To explore this hypothesis, GECs were isolated from n=10 GBM biopsies and characterized phenotypically by immunofluorescence. The expression levels of calpains were evaluated by qRT-PCR and Western blot, and their association with patients' prognosis was estimated by Pearson correlation and Kaplan-Meier survival analysis. Calpain targeting efficacy was assessed by a time- and dose-dependent proliferation curve, MTT assay for viability, caspase-3/7 activity, migration and angiogenesis , and gene and protein expression level modification.
Immunofluorescence confirmed the endothelial phenotype of our primary GECs. A significant overexpression was observed for calpain-1/2/3 (CAPN) and calpain-small-subunits-1/2 (CAPNS1), whereas calpastatin gene, the calpain natural inhibitor, was reported to be downregulated. A significant negative correlation was observed between CAPN1/CAPNS1 and patient overall survival. GEC challenging revealed that the inhibition of calpain-1 exerts the strongest proapoptotic efficacy, so GEC mortality reached the 80%, confirmed by the increased activity of caspase-3/7. Functional assays revealed a strong affection of migration and angiogenesis. Gene and protein expression proved a downregulation of MAPK, VEGF/VEGFRs, and Bcl-2, and an upregulation of caspases and Bax-family mediators.

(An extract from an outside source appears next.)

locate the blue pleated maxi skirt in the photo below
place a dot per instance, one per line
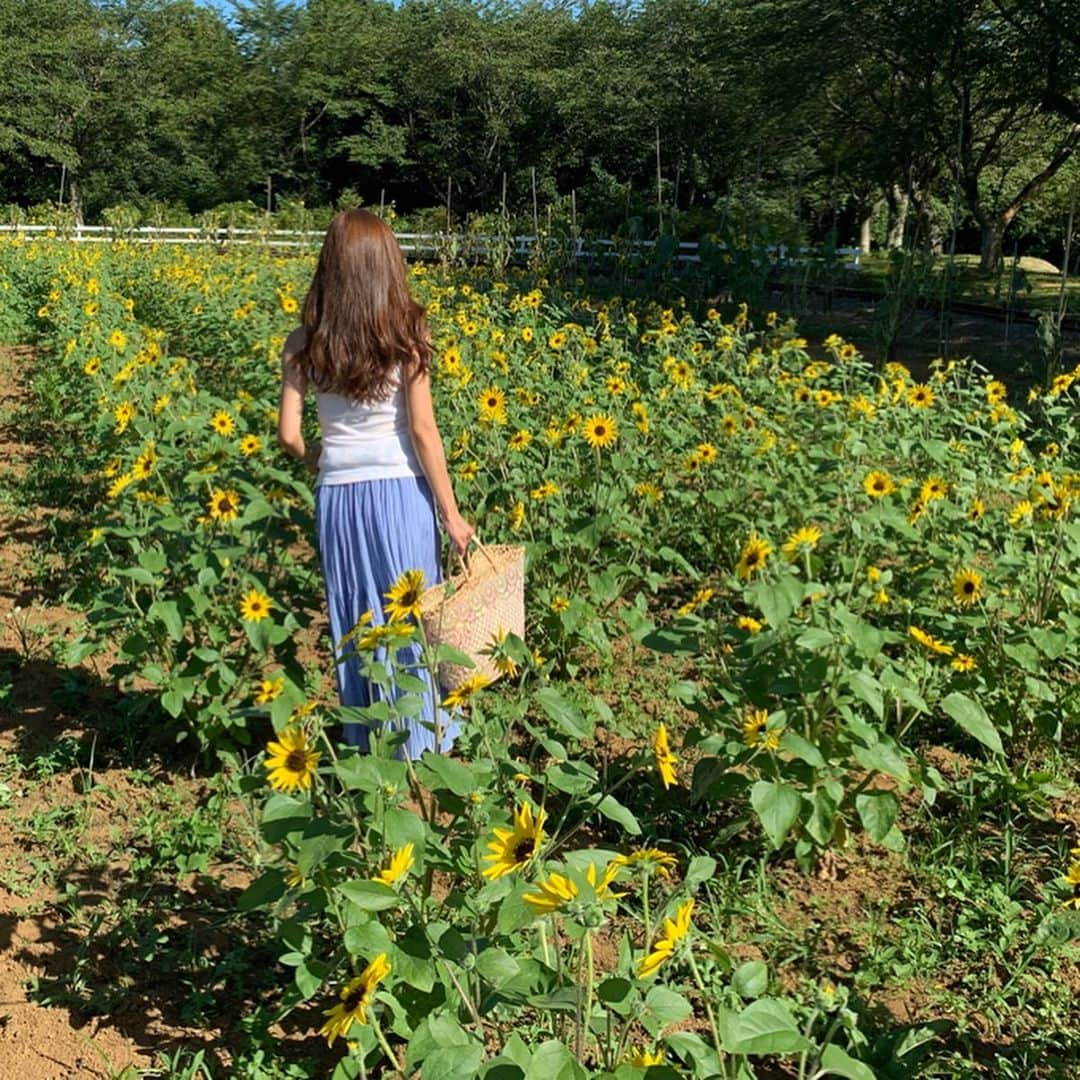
(369, 532)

Overall, the differential expression of calpains and their correlation with patient survival suggest a novel promising target pathway, whose blockade showed encouraging results toward precision medicine strategies.
胶质母细胞瘤野生型(GBM)是成人中最恶性的脑肿瘤,诊断后的预后较差,约为15个月。大多数患者在1年内复发,这使GBM成为一个危及生命的挑战。在驱动GBM侵袭性的分子机制中,由GBM内皮细胞(GECs)介导的血管生成值得作为治疗的转折点加以考虑。在这种情况下,钙蛋白酶是一类普遍表达的钙依赖性半胱氨酸蛋白酶,作为一种新的治疗策略和预后组织生物标志物,有望成为研究的靶点。
为了探究这一假设,从10例GBM活检组织中分离出GECs,并通过免疫荧光对其进行表型鉴定。通过qRT-PCR和蛋白质印迹法评估钙蛋白酶的表达水平,并通过Pearson相关性分析和Kaplan-Meier生存分析评估其与患者预后的关系。通过时间和剂量依赖性增殖曲线、MTT活力测定、caspase-3/7活性、迁移和血管生成以及基因和蛋白质表达水平的改变来评估钙蛋白酶靶向疗效。
免疫荧光证实了我们原代GECs的内皮表型。观察到钙蛋白酶-1/2/3(CAPN)和钙蛋白酶小亚基-1/2(CAPNS1)有显著过表达,而钙蛋白酶天然抑制剂钙蛋白酶抑制蛋白基因据报道下调。观察到CAPN1/CAPNS1与患者总生存期之间存在显著负相关。对GECs的研究表明,抑制钙蛋白酶-1具有最强的促凋亡效果,因此GECs死亡率达到80%,caspase-3/7活性增加证实了这一点。功能分析显示迁移和血管生成受到强烈影响。基因和蛋白质表达证明丝裂原活化蛋白激酶(MAPK)、血管内皮生长因子/血管内皮生长因子受体(VEGF/VEGFRs)和Bcl-2下调,而半胱天冬酶和Bax家族介质上调。
总体而言,钙蛋白酶的差异表达及其与患者生存的相关性提示了一条新的有前景的靶点途径,其阻断对精准医学策略显示出令人鼓舞的结果。